There will be thousands of people in pink at the Susan G. Komen Race for the Cure in downtown Omaha Sunday morning, but Stacey Michaud is likely to stand out.
She'll be in a survivor's shirt, and it will be a little snug — the 39-year-old is sporting a baby bump. She's due to deliver her third child in three weeks, despite receiving cancer treatments that threaten fertility.
“It's extremely emotional,” Michaud said of the pregnancy, the cancer and Race for the Cure.
It is estimated that more than 232,000 new cases of invasive breast cancer will be diagnosed in the U.S. this year, according to Susan G. Komen for the Cure. The breast cancer awareness event is an opportunity to honor those who lost their battle with the disease, celebrate those who won and run for those who continue to fight.
Michaud, of Omaha, was diagnosed in 2009. She didn't feel a lump, but noticed a discolored patch of skin on her breast. She figured it was a byproduct of weaning her then 5-month-old daughter.
She scheduled a doctor's appointment, expecting a prescription for a skin cream. Instead, at 34, she had a mammogram for the first time.
Michaud started chemotherapy, which can lead to infertility, a week later. She remembers her doctor's warning before her first treatment: “You're done having kids. Are you OK with that?”
Chemotherapy can cause irregular periods and push women into early menopause, which threatens fertility, said Dr. James Reilly, a surgical oncologist who specializes in breast surgery at Methodist Hospital. Reilly was not Michaud's doctor.
During treatment, natural fertility might also start to decline. It's not impossible to become pregnant, though. Michaud is proof of that.
A few months ago, she noticed her belly-button pop outward, like something was pressing against her stomach. She felt bloated and nauseous and looked rounder along her waistline, unusual for someone who exercises six days a week.
She went to the doctor with her husband, fearing a tumor or hernia. A baby was out of the question — or so she thought. The ultrasound technician told her she was 20 weeks pregnant.
“I'm excited that my life has moved beyond the cancer,” she said. “There's so many other things to look forward to.”
She said she'll run the 5K next year, but this weekend, the expectant mother will stick to the 1-mile event. And in a few weeks, she will give birth to a baby boy, a healthy one, her doctor says.
He'll be in the survivor photo by default, taken outside the CenturyLink Center before the event starts.
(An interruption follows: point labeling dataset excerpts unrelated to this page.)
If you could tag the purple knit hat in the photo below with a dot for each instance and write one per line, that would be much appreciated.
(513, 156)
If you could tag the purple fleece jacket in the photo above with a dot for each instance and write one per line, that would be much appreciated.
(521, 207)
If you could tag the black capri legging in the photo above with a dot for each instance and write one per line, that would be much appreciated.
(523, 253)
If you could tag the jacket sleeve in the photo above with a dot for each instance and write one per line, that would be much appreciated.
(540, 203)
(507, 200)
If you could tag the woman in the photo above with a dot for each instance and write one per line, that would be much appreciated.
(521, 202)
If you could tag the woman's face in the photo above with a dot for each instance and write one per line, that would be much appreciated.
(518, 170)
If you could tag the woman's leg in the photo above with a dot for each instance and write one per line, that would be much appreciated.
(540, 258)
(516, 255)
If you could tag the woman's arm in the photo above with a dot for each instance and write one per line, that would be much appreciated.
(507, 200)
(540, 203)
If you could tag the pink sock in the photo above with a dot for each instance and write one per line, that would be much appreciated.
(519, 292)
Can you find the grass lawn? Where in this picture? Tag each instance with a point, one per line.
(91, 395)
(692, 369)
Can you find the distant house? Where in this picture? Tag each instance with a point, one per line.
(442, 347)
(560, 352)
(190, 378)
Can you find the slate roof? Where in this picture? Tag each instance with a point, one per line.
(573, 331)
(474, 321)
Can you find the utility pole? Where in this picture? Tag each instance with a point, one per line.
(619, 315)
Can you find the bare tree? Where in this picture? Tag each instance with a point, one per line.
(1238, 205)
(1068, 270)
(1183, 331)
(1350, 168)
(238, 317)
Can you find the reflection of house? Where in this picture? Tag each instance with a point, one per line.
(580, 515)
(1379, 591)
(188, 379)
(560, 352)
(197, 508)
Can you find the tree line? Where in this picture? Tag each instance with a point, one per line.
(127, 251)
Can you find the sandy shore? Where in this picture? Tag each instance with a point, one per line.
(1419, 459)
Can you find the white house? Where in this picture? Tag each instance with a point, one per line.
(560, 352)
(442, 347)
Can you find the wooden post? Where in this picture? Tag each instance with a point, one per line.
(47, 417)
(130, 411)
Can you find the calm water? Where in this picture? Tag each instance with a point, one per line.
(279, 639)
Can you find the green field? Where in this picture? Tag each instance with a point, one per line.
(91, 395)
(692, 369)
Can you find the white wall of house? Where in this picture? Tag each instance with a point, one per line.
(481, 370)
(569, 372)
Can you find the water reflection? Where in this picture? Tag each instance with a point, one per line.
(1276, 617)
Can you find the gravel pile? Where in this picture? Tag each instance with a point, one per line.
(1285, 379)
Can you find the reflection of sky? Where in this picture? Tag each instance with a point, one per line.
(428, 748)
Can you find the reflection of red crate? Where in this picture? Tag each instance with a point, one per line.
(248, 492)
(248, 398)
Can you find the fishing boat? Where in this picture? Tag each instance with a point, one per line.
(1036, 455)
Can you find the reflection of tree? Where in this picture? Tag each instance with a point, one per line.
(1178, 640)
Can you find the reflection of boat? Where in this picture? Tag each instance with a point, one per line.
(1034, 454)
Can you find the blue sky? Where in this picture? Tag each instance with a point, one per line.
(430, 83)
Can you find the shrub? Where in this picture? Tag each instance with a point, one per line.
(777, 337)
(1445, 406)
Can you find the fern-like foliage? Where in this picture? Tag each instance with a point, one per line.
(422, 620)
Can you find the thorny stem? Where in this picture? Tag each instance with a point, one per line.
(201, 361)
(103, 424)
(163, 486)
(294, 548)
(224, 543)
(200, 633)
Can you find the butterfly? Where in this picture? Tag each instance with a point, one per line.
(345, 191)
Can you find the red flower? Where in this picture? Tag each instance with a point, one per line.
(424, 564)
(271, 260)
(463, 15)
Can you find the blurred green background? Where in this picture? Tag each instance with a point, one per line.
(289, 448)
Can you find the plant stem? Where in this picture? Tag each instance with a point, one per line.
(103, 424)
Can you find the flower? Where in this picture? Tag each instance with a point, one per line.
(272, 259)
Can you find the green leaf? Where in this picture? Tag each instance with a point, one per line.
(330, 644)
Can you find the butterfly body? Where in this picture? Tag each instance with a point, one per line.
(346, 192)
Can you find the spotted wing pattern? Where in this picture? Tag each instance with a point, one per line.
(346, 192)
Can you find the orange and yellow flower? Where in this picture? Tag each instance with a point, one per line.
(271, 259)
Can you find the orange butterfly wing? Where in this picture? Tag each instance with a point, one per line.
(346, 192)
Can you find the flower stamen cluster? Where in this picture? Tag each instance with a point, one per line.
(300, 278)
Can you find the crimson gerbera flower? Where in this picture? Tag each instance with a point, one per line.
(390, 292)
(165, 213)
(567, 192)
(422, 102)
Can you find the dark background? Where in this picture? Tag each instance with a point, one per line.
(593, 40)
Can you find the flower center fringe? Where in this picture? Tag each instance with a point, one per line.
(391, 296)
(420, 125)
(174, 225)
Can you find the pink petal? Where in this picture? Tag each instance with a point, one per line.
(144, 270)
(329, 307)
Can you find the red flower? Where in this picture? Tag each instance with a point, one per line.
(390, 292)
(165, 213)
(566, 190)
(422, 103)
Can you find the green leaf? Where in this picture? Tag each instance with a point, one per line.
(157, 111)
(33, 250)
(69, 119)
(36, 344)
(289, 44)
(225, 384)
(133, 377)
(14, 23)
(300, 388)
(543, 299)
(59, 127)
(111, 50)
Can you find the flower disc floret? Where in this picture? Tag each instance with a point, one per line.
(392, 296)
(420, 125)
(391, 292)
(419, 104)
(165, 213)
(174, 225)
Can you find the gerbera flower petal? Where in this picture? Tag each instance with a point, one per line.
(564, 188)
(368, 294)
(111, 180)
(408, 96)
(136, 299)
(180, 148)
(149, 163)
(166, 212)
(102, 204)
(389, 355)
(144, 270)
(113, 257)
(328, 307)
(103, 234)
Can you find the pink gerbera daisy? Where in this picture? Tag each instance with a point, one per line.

“I'm extremely grateful to have that picture taken,” she said. “To take it every year. You don't feel alone with all those people surrounding you.”
Mayor Jean Stothert will proclaim Sunday the Susan G. Komen Race for the Cure Day about 7:30 a.m., before the survivor photo.
The 5K for timed runners will kick off at 8:15 a.m., and the 5K for non-timed participants starts 15 minutes later. The 1-mile walk is at 9 a.m.